15 Jun 2013

Berlangganan Majalah Film

Sekitar tahun 1997 – 2000 saya pernah berlangganan sebuah majalah dwimingguan bernama MAJALAH FILM, atau yang biasa disingkat MF. Majalah ini terbit setiap hari Jumat dua minggu sekali dan selalu saya tunggu-tunggu kehadirannya … meskipun seringkali saya merasa rikuh juga ketika hendak membelinya. Bagaimana tidak? MF memiliki ciri khas selalu menghadirkan perempuan sebagai model cover yang (seringkali) mengenakan pakaian minim dan seksi. Mau tidak mau hal ini menimbulkan kesan bahwa MF termasuk ke dalam kategori “bacaan pria dewasa”, padahal sebenarnya tidak.

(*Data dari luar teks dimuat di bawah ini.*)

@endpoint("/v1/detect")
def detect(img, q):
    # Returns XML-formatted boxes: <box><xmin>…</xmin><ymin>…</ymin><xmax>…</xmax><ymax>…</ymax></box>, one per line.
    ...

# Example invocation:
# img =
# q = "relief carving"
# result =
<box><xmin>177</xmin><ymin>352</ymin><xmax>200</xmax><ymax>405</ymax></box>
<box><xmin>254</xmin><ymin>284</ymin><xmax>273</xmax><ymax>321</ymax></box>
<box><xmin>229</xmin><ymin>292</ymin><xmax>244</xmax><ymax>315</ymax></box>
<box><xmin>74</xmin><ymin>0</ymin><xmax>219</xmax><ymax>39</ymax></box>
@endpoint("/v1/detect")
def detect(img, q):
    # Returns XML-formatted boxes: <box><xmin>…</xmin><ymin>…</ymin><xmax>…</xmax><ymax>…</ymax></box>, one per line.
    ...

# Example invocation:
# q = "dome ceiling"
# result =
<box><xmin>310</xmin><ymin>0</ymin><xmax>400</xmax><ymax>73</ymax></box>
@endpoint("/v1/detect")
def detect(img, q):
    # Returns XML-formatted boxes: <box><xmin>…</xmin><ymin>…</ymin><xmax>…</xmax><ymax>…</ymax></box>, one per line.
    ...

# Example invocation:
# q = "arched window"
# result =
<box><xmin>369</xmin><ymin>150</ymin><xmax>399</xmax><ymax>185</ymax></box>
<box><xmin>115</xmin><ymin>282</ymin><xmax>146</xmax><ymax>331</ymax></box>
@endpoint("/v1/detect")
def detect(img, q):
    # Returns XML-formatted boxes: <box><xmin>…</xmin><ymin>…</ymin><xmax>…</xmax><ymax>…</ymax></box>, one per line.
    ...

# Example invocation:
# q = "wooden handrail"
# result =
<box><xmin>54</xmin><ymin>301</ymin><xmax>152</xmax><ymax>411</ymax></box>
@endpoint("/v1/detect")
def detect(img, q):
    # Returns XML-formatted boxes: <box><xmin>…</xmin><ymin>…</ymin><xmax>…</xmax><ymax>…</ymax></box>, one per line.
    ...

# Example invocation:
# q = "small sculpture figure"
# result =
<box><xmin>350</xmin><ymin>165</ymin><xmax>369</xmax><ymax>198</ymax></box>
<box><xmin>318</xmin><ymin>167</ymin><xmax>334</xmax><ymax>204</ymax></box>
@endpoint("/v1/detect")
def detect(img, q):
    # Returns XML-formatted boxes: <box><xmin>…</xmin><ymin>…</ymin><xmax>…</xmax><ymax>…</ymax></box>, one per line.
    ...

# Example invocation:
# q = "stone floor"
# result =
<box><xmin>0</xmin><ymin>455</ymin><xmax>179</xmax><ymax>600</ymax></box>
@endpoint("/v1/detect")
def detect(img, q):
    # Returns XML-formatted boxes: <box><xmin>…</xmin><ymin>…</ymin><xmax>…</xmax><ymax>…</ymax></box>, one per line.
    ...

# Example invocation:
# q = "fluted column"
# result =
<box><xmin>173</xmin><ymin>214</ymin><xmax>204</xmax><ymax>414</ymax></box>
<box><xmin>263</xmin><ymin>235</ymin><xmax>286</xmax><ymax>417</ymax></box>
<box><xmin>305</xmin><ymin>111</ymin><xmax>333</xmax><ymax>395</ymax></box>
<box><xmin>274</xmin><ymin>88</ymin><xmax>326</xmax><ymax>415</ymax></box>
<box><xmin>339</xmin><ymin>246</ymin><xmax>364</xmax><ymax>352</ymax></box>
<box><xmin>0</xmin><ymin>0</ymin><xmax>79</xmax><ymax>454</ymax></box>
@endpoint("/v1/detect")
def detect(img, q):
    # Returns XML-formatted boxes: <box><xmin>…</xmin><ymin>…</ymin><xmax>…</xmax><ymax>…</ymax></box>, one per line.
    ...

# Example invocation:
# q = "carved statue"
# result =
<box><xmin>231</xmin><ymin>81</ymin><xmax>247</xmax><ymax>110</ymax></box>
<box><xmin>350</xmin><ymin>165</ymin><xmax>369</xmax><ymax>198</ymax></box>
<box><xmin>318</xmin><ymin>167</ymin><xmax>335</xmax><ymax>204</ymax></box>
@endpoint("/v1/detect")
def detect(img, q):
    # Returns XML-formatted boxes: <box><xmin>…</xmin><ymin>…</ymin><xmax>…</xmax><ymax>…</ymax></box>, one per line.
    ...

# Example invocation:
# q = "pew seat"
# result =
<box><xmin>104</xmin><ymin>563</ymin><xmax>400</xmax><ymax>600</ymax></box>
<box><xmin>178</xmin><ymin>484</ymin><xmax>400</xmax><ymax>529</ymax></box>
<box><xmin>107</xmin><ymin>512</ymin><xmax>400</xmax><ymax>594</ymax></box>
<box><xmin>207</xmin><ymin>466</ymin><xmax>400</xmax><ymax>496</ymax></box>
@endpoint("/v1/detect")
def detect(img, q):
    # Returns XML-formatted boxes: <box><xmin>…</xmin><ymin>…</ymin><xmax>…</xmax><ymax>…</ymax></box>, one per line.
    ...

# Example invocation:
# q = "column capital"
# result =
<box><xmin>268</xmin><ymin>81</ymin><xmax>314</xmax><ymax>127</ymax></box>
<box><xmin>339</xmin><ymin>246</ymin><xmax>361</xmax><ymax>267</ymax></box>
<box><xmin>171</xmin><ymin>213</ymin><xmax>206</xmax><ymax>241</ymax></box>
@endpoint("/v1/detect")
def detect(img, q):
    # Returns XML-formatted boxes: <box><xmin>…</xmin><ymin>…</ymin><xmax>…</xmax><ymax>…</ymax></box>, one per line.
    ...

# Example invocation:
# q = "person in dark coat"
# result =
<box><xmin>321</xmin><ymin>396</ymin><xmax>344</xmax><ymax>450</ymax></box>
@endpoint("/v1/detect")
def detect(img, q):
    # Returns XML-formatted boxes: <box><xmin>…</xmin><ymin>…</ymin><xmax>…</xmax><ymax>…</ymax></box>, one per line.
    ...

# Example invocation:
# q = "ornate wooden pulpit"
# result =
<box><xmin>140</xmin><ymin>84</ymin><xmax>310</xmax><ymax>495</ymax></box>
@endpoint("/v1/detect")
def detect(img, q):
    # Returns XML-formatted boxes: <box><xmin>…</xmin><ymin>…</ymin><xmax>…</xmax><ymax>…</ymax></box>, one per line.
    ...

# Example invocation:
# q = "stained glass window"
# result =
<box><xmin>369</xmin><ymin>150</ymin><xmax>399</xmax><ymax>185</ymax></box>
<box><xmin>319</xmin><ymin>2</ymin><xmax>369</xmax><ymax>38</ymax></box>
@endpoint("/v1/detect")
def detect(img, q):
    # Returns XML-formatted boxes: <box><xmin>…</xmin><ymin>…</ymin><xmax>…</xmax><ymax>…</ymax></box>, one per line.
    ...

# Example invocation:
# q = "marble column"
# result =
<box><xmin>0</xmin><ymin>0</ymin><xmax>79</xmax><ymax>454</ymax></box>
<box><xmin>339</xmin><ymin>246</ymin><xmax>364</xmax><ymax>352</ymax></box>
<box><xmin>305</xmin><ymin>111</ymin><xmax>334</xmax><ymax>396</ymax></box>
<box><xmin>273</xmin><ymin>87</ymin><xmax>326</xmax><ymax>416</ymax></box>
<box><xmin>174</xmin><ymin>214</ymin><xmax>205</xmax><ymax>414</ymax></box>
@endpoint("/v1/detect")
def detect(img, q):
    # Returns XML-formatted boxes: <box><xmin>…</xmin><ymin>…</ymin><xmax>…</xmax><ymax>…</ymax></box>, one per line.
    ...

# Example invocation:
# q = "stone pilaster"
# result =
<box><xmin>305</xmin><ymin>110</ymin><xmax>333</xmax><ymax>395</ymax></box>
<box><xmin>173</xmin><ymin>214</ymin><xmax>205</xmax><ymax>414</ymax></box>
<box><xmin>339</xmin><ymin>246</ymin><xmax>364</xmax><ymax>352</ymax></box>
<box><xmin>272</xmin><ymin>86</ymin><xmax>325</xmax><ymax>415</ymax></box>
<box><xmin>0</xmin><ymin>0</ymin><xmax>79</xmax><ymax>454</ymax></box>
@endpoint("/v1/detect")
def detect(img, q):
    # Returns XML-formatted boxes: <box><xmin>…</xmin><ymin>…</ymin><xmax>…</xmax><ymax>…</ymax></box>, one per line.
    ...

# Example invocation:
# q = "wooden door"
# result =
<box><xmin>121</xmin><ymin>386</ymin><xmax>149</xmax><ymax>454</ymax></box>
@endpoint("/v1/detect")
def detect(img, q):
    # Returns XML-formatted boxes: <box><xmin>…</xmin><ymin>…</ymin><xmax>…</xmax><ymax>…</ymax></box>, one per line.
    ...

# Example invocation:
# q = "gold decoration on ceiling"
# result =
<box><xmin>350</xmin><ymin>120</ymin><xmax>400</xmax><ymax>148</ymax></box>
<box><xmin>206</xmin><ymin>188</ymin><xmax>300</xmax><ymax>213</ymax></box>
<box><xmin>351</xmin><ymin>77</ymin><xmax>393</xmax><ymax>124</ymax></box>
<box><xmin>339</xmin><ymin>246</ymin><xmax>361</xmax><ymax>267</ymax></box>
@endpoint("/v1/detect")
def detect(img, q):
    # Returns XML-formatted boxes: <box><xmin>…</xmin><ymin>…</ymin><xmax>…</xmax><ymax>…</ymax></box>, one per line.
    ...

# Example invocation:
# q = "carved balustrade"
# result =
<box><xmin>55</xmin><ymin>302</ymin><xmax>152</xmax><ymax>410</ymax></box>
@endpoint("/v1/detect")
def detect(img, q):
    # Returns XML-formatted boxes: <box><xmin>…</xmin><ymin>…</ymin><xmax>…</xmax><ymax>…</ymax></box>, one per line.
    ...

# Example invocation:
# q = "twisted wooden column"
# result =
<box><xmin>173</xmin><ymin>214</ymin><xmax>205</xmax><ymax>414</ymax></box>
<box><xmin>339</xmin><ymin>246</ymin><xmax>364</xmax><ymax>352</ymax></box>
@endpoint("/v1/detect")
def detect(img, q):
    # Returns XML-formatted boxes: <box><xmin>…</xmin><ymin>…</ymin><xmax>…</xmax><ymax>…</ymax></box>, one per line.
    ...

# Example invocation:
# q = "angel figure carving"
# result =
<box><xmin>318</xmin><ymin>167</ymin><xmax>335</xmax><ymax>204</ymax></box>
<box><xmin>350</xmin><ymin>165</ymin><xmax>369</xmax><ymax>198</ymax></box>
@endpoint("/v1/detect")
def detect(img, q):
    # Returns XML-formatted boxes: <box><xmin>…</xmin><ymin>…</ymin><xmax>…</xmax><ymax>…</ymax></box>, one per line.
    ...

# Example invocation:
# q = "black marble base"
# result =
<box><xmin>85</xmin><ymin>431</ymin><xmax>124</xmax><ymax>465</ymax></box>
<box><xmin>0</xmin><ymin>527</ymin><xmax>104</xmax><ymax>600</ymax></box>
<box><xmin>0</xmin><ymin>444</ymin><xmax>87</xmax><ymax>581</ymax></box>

MF sendiri mengklaim dirinya sebagai “bacaan bergengsi penonton film”, karena isinya memang meliputi berita perfilman, produksi film baru, sinopsis film-film baru, resensi sinetron baru, berita infotainment, poster artis, persoalan seputar industri perfilman, dan sebagainya. Film yang diulas bukan hanya film nasional, tetapi juga film Barat, Mandarin, dan India. Ada rubrik tanya jawab perfilman yang diasuh nama samaran Bung Fil; ada rubrik sambung rasa dengan pembaca yang diasuh nama samaran Bung Sar; ada pula tanya jawab perfilman India yang diasuh Mbak Mel. Bahkan, mantan Wakil Gubernur Jawa Barat Dede Yusuf semasa muda juga pernah mengasuh rubrik tanya jawab masalah jodoh dan asmara di majalah ini.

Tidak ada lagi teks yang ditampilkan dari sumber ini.